These easy Balsamic Roasted Green Beans and Mushrooms are a healthy, twenty-minute side dish that is packed with flavor. Great for a weeknight dinner or holiday meal.
Roasted Green Beans and Mushrooms are a healthy, tasty vegetable side dish that everyone will love. Plus roasting the green beans and mushrooms on a sheet pan, instead of in a skillet, means much less work! No boiling or blanching, no separate cooking, just a few minutes of prep and everything cooks together in the oven.
Green beans and mushrooms have always been one of my favorite side dishes, but I usually don't make it because for such a simple dish it's quite time-intensive. You have to blanch the green beans, saute the shallots or onions, cook the mushrooms, cook the green beans, and then combine everything. While it isn't complicated, I usually want something simpler for a weeknight meal.
That's where these delicious Roasted Green Beans and Mushrooms come in! Everything is cooked on a single sheet pan. It's fast, delicious, and easy to customize to work with any main dish.
Why You'll Love These Roasted Green Beans and Mushrooms
- Quick and easy: With minimal prep work and ingredients, this is truly a simple side dish. Make it even easier by using bagged green beans and sliced mushrooms!
- Versatile: Change up the spices and seasoning to make this side dish work for any meal. You can even add bacon right to the sheet pan for a really delicious dish.
- Crispy and caramelized: When you roast vegetables, the edges get browned and caramelized and delicious. No more soggy green beans or mushrooms.
Ingredients and Easy Swaps
Here is everything you need to make these tasty mushrooms and green beans.
- Green beans: Fresh green beans or French green beans (haricots verts) are best for this recipe. Canned or frozen beans don't work well for roasting and tend to get soggy. Make sure to trim the ends of the green beans and wash them to remove any debris.
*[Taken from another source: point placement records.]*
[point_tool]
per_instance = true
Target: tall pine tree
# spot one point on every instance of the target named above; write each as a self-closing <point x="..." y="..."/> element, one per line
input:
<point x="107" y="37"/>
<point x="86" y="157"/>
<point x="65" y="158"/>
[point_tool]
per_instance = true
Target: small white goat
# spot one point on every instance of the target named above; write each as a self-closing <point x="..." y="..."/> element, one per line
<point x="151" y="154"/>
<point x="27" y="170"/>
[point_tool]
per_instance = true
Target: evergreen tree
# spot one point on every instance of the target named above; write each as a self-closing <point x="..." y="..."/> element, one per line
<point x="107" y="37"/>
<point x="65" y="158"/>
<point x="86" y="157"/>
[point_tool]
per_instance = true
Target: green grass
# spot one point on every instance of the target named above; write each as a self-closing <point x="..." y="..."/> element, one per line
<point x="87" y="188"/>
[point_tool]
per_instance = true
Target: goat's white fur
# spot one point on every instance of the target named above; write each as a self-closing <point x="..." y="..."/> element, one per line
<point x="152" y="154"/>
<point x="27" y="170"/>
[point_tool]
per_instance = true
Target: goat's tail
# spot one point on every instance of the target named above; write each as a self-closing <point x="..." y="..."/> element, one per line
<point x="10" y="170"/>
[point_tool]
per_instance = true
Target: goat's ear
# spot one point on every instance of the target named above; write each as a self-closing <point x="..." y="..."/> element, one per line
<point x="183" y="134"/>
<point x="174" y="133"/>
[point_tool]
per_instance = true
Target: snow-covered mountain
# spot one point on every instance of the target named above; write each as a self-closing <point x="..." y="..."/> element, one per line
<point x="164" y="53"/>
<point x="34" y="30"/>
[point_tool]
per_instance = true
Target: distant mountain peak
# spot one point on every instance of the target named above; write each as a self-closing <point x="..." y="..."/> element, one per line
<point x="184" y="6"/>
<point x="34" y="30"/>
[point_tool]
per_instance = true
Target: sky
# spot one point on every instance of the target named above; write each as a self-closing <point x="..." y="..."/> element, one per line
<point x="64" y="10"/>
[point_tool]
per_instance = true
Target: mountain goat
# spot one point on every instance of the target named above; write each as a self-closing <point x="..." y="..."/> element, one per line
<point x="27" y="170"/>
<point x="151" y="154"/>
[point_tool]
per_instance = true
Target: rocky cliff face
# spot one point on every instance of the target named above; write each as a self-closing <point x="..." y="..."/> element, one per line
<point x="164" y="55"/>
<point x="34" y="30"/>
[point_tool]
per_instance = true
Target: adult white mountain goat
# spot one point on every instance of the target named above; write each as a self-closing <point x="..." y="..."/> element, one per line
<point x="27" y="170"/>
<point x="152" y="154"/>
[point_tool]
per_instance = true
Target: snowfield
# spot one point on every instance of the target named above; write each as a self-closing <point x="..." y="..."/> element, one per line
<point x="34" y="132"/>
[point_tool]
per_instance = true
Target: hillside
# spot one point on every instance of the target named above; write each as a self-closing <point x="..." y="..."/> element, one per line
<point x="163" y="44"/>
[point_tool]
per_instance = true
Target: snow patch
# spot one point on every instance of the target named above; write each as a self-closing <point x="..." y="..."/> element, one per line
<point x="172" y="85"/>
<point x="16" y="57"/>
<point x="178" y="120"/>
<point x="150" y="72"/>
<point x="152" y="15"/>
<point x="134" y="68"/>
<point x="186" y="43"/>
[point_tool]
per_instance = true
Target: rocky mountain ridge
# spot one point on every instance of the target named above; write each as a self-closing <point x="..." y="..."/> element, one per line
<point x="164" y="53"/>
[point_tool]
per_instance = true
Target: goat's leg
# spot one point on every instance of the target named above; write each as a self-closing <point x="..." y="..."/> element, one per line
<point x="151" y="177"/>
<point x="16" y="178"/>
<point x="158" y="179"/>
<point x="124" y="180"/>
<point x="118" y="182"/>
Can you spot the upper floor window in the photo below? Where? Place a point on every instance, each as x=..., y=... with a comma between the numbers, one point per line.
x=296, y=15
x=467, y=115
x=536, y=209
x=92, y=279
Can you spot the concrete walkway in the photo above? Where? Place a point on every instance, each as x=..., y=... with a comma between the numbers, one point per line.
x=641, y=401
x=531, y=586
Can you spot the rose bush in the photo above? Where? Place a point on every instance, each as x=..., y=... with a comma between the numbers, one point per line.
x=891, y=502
- Mushrooms: Any type of mushroom can be used in this recipe but I find meatier mushrooms like baby bella or cremini mushrooms work best. Cut them in halves or quarters for best results. If you are short on time, feel free to use sliced white button mushrooms.
- Garlic: Sliced garlic adds so much flavor to this dish and also adds some texture since it gets crispy as it roasts. You could also swap in shallots (or onions) or use both for extra flavor.
- Olive oil: Choose a high-quality, good-tasting olive oil since it also adds flavor to the green beans and mushrooms. Swap in another oil if you prefer. If you prefer a buttery flavor, you can also replace half the oil with melted butter and then drizzle on some extra butter before serving.
- Balsamic vinegar: Balsamic vinegar adds some sweetness and a slight tanginess to the recipe. It really helps the flavors pop. White balsamic vinegar or apple cider vinegar can also be used.
- Salt and pepper: Salt and pepper are essential for making really tasty roasted vegetables! Make sure to season the veggies well.
How to Make Green Beans and Mushrooms
Although I prefer roasting my green beans with mushrooms since it is faster, I also wanted to include the more classic technique in case that's what you were looking for. Both methods are delicious.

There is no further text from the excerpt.